Is Interictal Temporal Hypometabolism Related to Mesial Temporal Sclerosis? A Positron Emission Tomography/Magnetic Resonance Imaging Confrontation
Article first published online: 3 AUG 2005
Volume 36, Issue 5, pages 447–456, May 1995
How to Cite
Semah, F., Baulac, M., Hasboun, D., Frouin, V., Mangin, J.-F., Papageorgiou, S., Leroy-Willig, A., Philippon, J., Laplane, D. and Samson, Y. (1995), Is Interictal Temporal Hypometabolism Related to Mesial Temporal Sclerosis?
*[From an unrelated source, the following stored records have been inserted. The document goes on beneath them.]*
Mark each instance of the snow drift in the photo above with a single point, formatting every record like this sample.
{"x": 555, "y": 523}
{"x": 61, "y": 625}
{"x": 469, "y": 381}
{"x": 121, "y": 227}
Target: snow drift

A Positron Emission Tomography/Magnetic Resonance Imaging Confrontation. Epilepsia, 36: 447–456. doi: 10.1111/j.1528-1157.1995.tb00485.x
- Issue published online: 3 AUG 2005
- Article first published online: 3 AUG 2005
- Received June 24, 1994; revision accepted August 30, 1994.
- Temporal lobe epilepsy;
- Hippocampal sclerosis;
- Positron emission to-mography;
- Magnetic resonance imaging
Summary: The mechanism of interictal glucose hypometabolism remains unclear, but this abnormality occurs more frequently in temporal lobe epilepsy (TLE) than in other types of partial epilepsy. Therefore temporal hypometabolism has been suggested to reflect mesial temporal sclerosis (MTS). To investigate this, we selected 22 patients with refractory partial epilepsy of mesial temporal lobe origin (MTLE) who had hippocampal atrophy based on magnetic resonance imaging (MRI) volumetric analysis. We then analyzed the metabolic correlates of unilateral hippocampal atrophy. Thirteen temporal regions of interest (ROI) were defined on MRI scans for each individual and then applied to high-resolution FDG-positron emission tomography (PET) images obtained parallel to the long axis of the hippocampus. The most hypometabolic regions were the temporal pole and the hippocampal region. When we analyzed ensembles of temporal regions grouped into related networks, the temporolimbic network, which included the hippocampal region and the temporal pole, was abnormal in 95% of the patients at a 3-SD threshold. PET hypometabolism was highly correlated with the degree of hippocampal atrophy in this network, but not in other parts of the temporal lobe, which were less frequently hypometabolic. These data indicate that hypometabolism is a consequence of MTS in the temporolimbic region but not necessarily in the other parts of the temporal lobe. Our results also suggest that the combination of PET and MRI may facilitate the noninvasive diagnosis of MTLE.